Politics & Policy

The Reckoning of the Dead

Saddam Hussein's coming end.

The Iraqi high tribunal’s sentencing of Saddam Hussein and two of his henchmen to hang for the massacre in Dujail has significant implications for Iraq, the Middle East, and beyond. But in a more immediate sense, the innocent victims of Saddam Hussein’s brutal regime merit our attention, for this verdict brings these forgotten souls one step closer to the ultimate justice they await from beyond the grave — and that Saddam Hussein denied to them in life and in death. The Soviet dictator Joseph Stalin is supposed to have said that “a single death is a tragedy, a million deaths is a statistic.” This rationalization for mass murder is a lie. The more than 100,000 Iraqis that Hussein butchered do not represent a cold numerical figure, but countless individual tragedies perpetrated at the behest of a grotesque criminal mind. Their families, who mourn for them, may now find some solace. The execution of Saddam Hussein will deliver justice in its full measure.

In Iraq, the verdict will have other benefits. It will help to consolidate the rule of law, which is essential to rebuilding civil society. It is a benchmark for the country’s new legal system. It will puncture one of the myths fueling the Sunni insurgency, namely, the impending return of Saddam Hussein. His execution will bury this myth once and for all. He will then not be transformed into a martyr, as apologists for terror predict, but, like Benito Mussolini, into a figure of disdain, derision and disgust.

The sentence vindicates the Coalition’s decision to depose the Hussein regime. It validates President Bush’s assertion, following September 11, 2001, that terrorists and the state leaders who sponsor them will be brought to justice. As such, it marks a victory in the Global War on Terrorism. Internationally, it sends the stark warning to dictators across the globe that, given the right circumstances, they, too, may be held accountable for their actions by the very same people they once oppressed.
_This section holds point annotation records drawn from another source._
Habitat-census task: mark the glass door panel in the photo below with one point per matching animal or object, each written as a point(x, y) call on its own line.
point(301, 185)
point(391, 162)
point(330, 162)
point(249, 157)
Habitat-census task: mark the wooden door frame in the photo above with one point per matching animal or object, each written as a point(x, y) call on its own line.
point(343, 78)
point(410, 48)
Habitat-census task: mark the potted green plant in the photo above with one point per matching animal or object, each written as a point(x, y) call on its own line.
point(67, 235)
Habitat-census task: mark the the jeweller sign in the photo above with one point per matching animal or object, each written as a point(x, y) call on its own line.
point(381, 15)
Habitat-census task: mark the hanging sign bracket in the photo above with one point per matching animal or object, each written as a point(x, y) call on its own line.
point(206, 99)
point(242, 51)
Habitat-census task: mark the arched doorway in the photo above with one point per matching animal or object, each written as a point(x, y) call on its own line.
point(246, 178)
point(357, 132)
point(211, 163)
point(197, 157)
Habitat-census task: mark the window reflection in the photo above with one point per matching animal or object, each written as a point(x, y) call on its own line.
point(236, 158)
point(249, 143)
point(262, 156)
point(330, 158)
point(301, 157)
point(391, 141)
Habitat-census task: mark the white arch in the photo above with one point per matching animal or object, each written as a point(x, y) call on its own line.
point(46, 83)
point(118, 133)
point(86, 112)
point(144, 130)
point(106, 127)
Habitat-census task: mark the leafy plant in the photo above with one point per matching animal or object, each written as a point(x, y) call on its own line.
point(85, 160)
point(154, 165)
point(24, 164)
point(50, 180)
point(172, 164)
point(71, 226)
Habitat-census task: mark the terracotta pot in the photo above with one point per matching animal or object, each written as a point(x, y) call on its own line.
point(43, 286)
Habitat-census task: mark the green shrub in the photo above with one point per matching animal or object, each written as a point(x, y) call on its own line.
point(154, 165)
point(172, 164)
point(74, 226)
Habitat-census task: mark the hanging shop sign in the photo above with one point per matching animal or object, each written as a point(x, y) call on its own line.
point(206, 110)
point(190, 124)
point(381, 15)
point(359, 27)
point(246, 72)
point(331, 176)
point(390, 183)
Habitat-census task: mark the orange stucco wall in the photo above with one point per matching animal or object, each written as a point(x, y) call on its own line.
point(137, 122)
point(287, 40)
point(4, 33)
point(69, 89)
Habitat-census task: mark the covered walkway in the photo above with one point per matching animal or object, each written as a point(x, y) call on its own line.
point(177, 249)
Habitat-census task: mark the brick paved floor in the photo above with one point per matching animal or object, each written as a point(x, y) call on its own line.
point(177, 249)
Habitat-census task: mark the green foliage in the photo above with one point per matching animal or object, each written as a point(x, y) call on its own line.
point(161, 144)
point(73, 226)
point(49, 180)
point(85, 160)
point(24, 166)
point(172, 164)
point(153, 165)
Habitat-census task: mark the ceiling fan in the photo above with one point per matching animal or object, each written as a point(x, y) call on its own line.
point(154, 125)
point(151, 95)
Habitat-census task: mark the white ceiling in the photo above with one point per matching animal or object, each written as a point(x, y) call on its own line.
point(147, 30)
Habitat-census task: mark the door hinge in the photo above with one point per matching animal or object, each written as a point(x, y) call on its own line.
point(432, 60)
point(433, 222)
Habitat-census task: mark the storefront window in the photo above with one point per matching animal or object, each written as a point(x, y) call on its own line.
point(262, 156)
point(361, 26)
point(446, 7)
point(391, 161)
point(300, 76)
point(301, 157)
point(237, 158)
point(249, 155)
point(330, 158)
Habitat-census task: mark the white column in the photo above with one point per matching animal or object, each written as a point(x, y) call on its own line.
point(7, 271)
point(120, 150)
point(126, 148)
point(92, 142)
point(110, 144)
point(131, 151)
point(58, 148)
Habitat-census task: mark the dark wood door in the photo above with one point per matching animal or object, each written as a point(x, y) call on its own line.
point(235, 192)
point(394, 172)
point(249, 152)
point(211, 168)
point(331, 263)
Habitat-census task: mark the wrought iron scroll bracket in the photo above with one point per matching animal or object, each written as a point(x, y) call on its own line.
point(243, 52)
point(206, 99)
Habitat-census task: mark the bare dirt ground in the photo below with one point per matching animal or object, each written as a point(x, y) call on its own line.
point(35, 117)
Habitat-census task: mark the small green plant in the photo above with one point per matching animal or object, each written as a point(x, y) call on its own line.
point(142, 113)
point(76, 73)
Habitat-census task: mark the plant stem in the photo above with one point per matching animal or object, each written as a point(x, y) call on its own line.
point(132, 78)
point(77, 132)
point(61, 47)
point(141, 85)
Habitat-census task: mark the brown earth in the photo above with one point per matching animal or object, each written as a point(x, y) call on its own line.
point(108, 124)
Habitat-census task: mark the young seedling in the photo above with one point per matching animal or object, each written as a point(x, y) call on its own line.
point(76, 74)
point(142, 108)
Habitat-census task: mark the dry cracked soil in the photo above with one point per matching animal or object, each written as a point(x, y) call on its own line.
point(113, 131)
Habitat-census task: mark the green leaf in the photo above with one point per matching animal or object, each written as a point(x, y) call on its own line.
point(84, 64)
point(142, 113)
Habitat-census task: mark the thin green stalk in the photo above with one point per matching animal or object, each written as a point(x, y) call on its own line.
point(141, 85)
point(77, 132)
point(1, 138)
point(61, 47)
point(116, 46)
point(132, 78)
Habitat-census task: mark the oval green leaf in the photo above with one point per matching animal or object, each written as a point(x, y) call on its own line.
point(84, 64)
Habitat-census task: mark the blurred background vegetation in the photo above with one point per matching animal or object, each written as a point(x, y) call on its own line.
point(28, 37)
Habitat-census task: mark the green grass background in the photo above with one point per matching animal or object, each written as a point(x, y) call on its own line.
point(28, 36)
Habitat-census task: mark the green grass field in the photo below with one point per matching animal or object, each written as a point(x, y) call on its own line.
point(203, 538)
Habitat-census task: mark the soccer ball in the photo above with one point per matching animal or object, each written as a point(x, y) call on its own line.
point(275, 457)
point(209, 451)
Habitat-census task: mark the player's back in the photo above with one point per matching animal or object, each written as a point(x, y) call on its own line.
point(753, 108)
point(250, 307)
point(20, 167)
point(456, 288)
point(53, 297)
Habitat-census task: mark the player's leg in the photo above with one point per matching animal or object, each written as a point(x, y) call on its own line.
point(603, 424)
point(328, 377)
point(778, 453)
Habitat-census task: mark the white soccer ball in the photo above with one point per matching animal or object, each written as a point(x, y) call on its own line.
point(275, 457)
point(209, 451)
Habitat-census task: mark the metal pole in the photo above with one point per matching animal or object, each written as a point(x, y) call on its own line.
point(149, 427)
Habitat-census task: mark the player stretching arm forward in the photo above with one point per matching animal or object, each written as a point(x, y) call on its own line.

In historical terms, the verdict recalls the Nuremberg trials, when numerous high-ranking Nazis were sentenced to death for crimes against humanity. An essay posted on the Wall Street Journal’s website has drawn eerie similarities between Hussein’s destruction of Dujail and the Nazi’s annihilation of the village of Lidice, Czechoslovakia in 1942 in retaliation for the assassination of S.S. chief Reinhard Heydrich in Prague. Years from now people will regard the Hussein verdict as a historic milestone on the road to recovery in the Middle East.

For the moment, let us pause again to recall the victims of Saddam Hussein. His next trial will focus on the Anfal campaign against the Kurds, including the chemical attack on the small town of Halabja on March 16, 1988. The grisly fate of those villagers, including countless children, has haunted the imagination of the civilized world ever since, including the Iraqi poet Bulland al-Haydari. The closing lines of his poem, “So That We Do Not Forget,” written in the wake of that atrocity, foretell Sunday’s sentence, and discern, in its inherent justice, a glimmer of hope for his homeland:

Not a narcissus dreaming of blooming in the flower bed

The villains didn’t leave

Only the dead, the ashes of the dead, and the blackness of smoke.

But my future

And the reckoning of the dead

And the blood of the slain will chase the face of Satan

From one mirror to another

From a thousand ages to a thousand ages.

The rope will coil around the neck of the hangman

Kurdistan will curse your past

Baghdad will disavow your vice

And to the sweet land will return all the beds

of narcissus and flowers

And my son will be reborn in all the children.

— Joseph Morrison Skelly, a college professor in New York City, is an academic fellow with the Foundation for the Defense of Democracies in Washington, D.C.